When administering phishing tests, you may find targets that fail tests, yet claim they did not click links or interact with landing pages. False positives are most commonly caused by cloud-based email security software. Security software, email clients, and even web crawlers used by search engines can 'click' links, which will register as clicks in testing data. Using a combination of PhishingBox internal tools and free third-party applications can help you identify false positives and ignore them in testing data.
Identifying False Positives
Identifying false positives can be difficult. A target may report that they did not click a link in a phishing test, but how can you be sure they are telling the truth? Every time a link is clicked our system will record it. This means if the email is forwarded and someone else clicks the link or if the link is clicked by 3rd party software as the email travels, the click will register to the emails recipient. As the emails travel from our servers to their destination it must pass through many networks, and may be scanned by security software and mail servers. These software's will check the emails for malicious content and might click links in the email. These clicks however are not natural and can be identified and their IPs whitelisted. We have identified two discrete data points that may help you determine whether a failure is a false positive or not.
Geodata & Environment
Every action registered in PhishingBox is geolocated and has an associated operating system and browser. If an IP address registers an action, there is a DNS lookup performed that returns geolocation data on the IP address. The geolocation and environment data for a campaign can be found on the campaign's details page or generated in a report. If the geodata for the action is far away from the physical location of the target, then the action was most likely a false positive. Another thing to look at is if the reported browser version or operating system is a type or version not supported by your network. You can also get geodata for specific IP addresses using third-party DNS lookup tools.
If you find a target fails and has clicked a link in an email, or opened the email many times then the actions are likely false positives. If you see that the behavior for a group of targets looks identical, as in all targets from a block of similar IPs open->click->view without deviation, that is a tell of false positives. If those actions for a target also happened at the same time that is another indicator. For example if target 1 had 3 actions all at 3:01pm, target 2 had 3 actions all at 3:34pm and target 3 had 3 actions all at 4:00pm etc. Software tends to interact with emails many times, whether it be for security or malice. If the behavior recorded for a specific email in a campaign has many actions that do not look like typical human behavior, then it is likely a false positive. Bot behavior tends to look a certain way. Unnatural actions will occur on the same user at the same time
If the actions are coming from user agents that are known bots, then the actions are most likely false positives. You can use the following tool to look up the user agents to help determine if an action is possibly coming from a bot: https://user-agents.net/bots
Examples of known user agents that cause false positives: Lua, Apache, Google AdsBot.

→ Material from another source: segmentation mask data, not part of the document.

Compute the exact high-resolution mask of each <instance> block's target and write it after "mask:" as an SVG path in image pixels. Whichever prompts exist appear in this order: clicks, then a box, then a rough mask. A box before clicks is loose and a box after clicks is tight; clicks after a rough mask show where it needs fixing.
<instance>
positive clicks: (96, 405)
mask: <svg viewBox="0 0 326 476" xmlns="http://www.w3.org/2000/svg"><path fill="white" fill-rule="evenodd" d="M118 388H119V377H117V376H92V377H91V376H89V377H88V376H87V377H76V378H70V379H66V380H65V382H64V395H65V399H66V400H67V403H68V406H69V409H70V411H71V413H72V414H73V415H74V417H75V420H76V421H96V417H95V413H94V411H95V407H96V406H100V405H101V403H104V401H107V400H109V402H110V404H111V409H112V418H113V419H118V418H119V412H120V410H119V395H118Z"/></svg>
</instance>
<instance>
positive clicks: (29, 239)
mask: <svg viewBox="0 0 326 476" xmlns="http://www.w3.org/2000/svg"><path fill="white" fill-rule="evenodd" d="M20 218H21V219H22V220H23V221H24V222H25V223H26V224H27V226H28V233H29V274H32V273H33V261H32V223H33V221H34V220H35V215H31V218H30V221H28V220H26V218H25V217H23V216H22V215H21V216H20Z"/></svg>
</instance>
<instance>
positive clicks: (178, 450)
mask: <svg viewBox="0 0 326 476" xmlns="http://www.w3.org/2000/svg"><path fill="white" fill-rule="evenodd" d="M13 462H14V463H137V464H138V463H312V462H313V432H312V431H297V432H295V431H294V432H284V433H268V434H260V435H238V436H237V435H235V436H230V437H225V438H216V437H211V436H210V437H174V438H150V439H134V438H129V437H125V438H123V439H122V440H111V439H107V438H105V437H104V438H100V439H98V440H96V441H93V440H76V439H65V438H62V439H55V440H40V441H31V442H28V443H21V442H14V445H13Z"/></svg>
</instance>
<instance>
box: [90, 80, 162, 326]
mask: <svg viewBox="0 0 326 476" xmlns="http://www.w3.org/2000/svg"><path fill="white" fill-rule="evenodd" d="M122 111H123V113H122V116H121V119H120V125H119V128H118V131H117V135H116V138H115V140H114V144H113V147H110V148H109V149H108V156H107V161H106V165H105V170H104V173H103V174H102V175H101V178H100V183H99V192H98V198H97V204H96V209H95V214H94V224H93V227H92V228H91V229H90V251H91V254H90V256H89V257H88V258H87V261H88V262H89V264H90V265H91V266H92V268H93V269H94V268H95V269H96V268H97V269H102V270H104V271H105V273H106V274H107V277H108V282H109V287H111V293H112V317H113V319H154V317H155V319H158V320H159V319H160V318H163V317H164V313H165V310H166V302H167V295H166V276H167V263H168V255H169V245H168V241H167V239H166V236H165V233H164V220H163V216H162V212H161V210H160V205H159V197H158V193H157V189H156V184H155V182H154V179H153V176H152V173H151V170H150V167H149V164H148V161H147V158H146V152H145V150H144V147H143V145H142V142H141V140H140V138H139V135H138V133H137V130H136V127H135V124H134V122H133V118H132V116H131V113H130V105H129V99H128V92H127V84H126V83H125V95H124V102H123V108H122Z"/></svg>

If you believe an IP address is registering false positives, the best course of action is to do a DNS lookup on the IP address. There are many free DNS lookup tools available, such as who.is. They will relay geographic and ownership information for any IP address. Most cloud-based email security providers will have IP addresses registered for their company, and a DNS lookup will expose that information. However, this isn't always the case, and a DNS lookup, aside from the geographic location of the IP address, does not always provide useful information. This is why it is important to have a deep understanding of your network and infrastructure, it will make it easier to identify false positives if there is less information available when you investigate. There could be a number of entities registering false clicks on emails, ranging from email security software, antivirus, and email clients to bad actors that have obtained a user's login information or malicious bots that are listening to the inbox. Regardless, the DNS lookup is the best tool available to use to try to pinpoint the cause of false clicks. In the case of cloud-based email security software (the most common culprit), many providers list their IP ranges in their support documentation.
More often than not real clicks are going to come from the same IP address or geographic area of the target, if there isn't client-side software that is interacting with the emails, such as an email client or antivirus. If that is the case, then it may be useful to review the full user/agent data for the request that registered the action.
Filtering False Positives
If you can identify the IP addresses, ranges, or blocks that are registering the false clicks with a certain amount of confidence, those IP addresses can be excluded from testing data on the Phishing Settings page.